My guess is that women are easy target. If people consider what factors contribute to obesity, they would get such agencies like government and big corporation. To be short I will just list problems that possibly lead to obesity without detailed discussion.
• Fast food and junk food advertised directly to children (no government regulation about advertisement of products to children. Big companies buy politicians);
• no differentiation between cultural definition of “healthy” and medical definition of “healthy” (people do not read medical journals, they read popular magazines)

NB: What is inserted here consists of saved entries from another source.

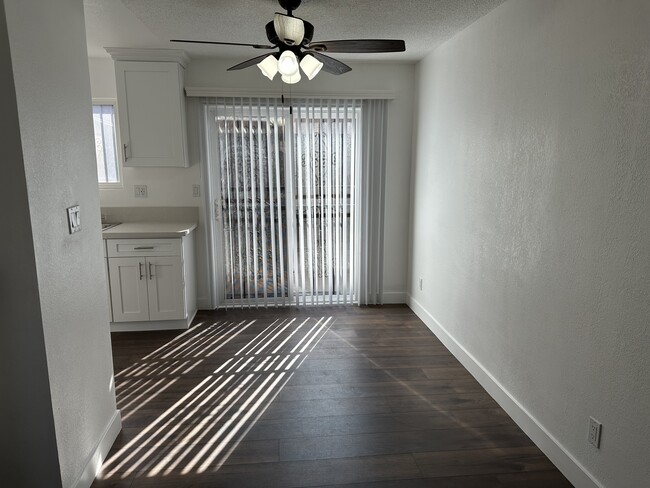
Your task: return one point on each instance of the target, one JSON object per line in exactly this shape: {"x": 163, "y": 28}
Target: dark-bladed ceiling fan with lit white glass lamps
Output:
{"x": 292, "y": 37}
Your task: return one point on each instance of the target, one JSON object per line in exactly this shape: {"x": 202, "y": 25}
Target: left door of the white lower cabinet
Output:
{"x": 128, "y": 278}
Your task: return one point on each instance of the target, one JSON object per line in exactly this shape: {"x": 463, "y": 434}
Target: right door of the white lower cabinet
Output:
{"x": 166, "y": 288}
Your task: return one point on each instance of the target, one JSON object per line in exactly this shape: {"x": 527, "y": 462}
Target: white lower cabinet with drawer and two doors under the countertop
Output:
{"x": 151, "y": 283}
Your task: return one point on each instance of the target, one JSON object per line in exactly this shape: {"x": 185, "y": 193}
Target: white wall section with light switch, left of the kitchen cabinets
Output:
{"x": 50, "y": 71}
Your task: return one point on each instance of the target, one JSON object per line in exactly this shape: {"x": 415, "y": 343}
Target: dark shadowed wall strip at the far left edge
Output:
{"x": 28, "y": 422}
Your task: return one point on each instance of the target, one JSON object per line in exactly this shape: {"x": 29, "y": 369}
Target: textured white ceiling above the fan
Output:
{"x": 423, "y": 24}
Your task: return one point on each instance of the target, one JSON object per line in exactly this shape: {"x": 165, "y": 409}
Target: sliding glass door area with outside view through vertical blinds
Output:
{"x": 287, "y": 200}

• in New York City for example, no space for children to be physically active (not every parent can afford to pay for a child to play some sport);
• no public education about nutrition;
• culture;

As a child of a professional swimmer, I could never force myself to read popular magazines for women or look at actresses and models and think like many people that those women are “healthy” or accept that that is how women has to look like (I cannot call male models and actors “healthy” too). For me “healthy” always meant to be smart about my nutrition and to exercise regularly. Moreover, my mom did a very good job by breaking any cultural stereotypes about cultural norms. So cultural standards of a “healthy body” bombard us from everywhere and not giving up to cultural norms is really hard. Cultural standards of a “healthy body” are different from medical standards. Blaming women for obese nation is a cover up of those people who actually are responsible for obese nation.